I've talked about the reality check Sharon was to encounter in moving to our home. I've talked about how she had been babied and with the reality check will be some shock and some attitude and role adjustment. As part of the whole new living situation, developing Sharon's independent living skills to get her on her own has been one of the major scenario's my husband and I have been envisioning since the day we said yes to having her in our home. Sharon, initially, did not like this idea one little bit.

Sharon is a smart and capable woman...when she wants to be. And when Sharon doesn't want to be a smart and capable woman I see the twelve year old coming out. The child that hides, deceives, exaggerates. Wow, how was I not prepared for this? Duh, she rarely displayed this behavior at home (and certainly not when we visited) because she got what she wanted...she literally was the Princess.

Our two major scenarios were these: Sharon develops independent living skills and starts out in a group home and possibly works her way to transitional living home and then own apartment or with roommate. Our second scenario was us in a larger home that had a lower level that had a shared space, but would give Sharon space to be independent (this was our initial scenario that we thought was reasonable, but then realized wasn't any better than Sharon living in her mom's home all her life).

As my husband has grown more into the parenting role and has experienced the frustrations of coordinating, but more importantly disciplining and checking for follow-through, Sharon's life...well, he has realized that not only are her skills better than she would like us to believe...but it is time to test them out. My husband made the leap to fill out the intake paperwork and has turned it in. The sad part, waiting list is 18 - 24 months.
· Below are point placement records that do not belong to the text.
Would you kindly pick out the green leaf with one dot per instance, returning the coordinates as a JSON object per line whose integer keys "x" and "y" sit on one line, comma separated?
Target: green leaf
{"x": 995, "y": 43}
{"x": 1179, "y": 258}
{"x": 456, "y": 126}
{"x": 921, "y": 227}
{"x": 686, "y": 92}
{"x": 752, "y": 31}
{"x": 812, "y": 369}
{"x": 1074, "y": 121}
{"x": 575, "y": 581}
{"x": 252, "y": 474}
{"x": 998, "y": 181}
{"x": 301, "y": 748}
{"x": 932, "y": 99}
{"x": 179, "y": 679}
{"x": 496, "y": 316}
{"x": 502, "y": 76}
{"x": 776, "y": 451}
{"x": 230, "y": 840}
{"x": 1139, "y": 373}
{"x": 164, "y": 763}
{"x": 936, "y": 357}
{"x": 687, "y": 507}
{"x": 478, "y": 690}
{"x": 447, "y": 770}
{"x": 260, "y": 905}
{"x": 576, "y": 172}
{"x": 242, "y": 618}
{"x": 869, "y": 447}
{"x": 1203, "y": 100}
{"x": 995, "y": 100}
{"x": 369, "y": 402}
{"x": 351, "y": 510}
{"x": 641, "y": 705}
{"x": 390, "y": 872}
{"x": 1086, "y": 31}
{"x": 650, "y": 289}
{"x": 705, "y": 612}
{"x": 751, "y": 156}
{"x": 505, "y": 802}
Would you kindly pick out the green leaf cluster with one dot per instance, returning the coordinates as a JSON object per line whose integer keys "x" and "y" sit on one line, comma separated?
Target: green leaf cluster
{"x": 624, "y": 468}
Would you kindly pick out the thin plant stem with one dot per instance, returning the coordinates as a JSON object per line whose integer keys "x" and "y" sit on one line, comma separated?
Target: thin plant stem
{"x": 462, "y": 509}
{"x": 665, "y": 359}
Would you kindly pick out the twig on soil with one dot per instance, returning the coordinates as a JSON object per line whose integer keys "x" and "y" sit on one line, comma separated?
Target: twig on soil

The cool part, Sharon is now interested in the living situation (I think living with my daughter has made her a convert!).

In the meantime, we have discovered some apartments that are affiliated with Pioneer Center that we are exploring. Pioneer provides some services to these apartments and they are on a sliding scale, so this becomes a possibility for Sharon...and pulls the timing up from 18 - 24 months to a much more reasonable amount of time.

But what about building the rest of her skills?

We just had our follow up with the Department of Rehabilitation and she shared with me a resource out of a nearby town called LifeSkills Unlimited, Inc. We are exploring the possibilities of utilizing this service to fill in where we are unable to continue (due to time or lack of resources on our part) developing Sharon's independent living skills. We will see if this is truly a viable option.

The other cool thing? During the meeting yesterday, there was also notice to us that the transitional site has an opening. Now, is Sharon far enough up on the list that this might be her spot or is there someone else that they will give a whirl? Who knows, no word yet, but I am in hot pursuit!

Finally, some things seem to be falling into place after so much time and struggle. God willing, it will continue to work through toward the family goal.